On Mon, Dec 9, 2013 at 12:18 PM, Tom Morris <tfmorris@gmail.com> wrote:
 
I'm not sure I agree.  There's a lot of good data in OpenLibrary, but there's also a lot of junk.  Freebase imported a bunch of OpenLibrary data, after winnowing it to what they thought was the good stuff, and still ended up deleting a bunch of the supposedly "good" stuff later because they found their goodness criteria hadn't been strict enough.

One of the reasons OpenLibrary is such a mess is because *they* arbitrarily imported junky data (e.g.
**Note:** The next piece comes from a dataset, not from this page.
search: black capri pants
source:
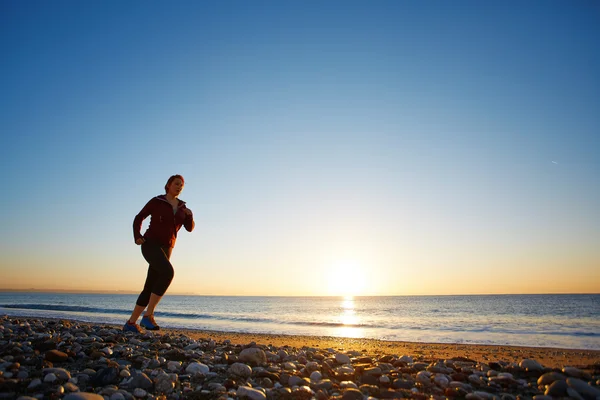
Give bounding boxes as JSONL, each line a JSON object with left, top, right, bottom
{"left": 136, "top": 241, "right": 174, "bottom": 307}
Amazon scraped records).  The last thing the world needs is more duplicate copies of random junk.  We've already got the DPLA for that. :-)

Another issue with the OpenLibrary metadata is that there's no clear license associated with it.  IA's position is that they got it from wherever they got it from and you're own your own if you want to reuse it, which isn't very helpful.  The provenance for major chunks of it is traceable and new stuff by users is nominally being contributed under CC0, so they could probably be sorted out with enough effort (although the same thing is true of the data quality issues too).



Gosh, I withdraw my support for fully reusage of Open Library data. 

That was probably the best efforts they can do in past years, before the mass disponibilization of data dumps directly from well known libraries catalogs, but now we are in a very different scenario.

Even a simple mass import from the already mentioned datahub [1] in the openlibrary engine (open source software) without further editing will generate best quality data.

[1] - http://datahub.io/group/bibliographic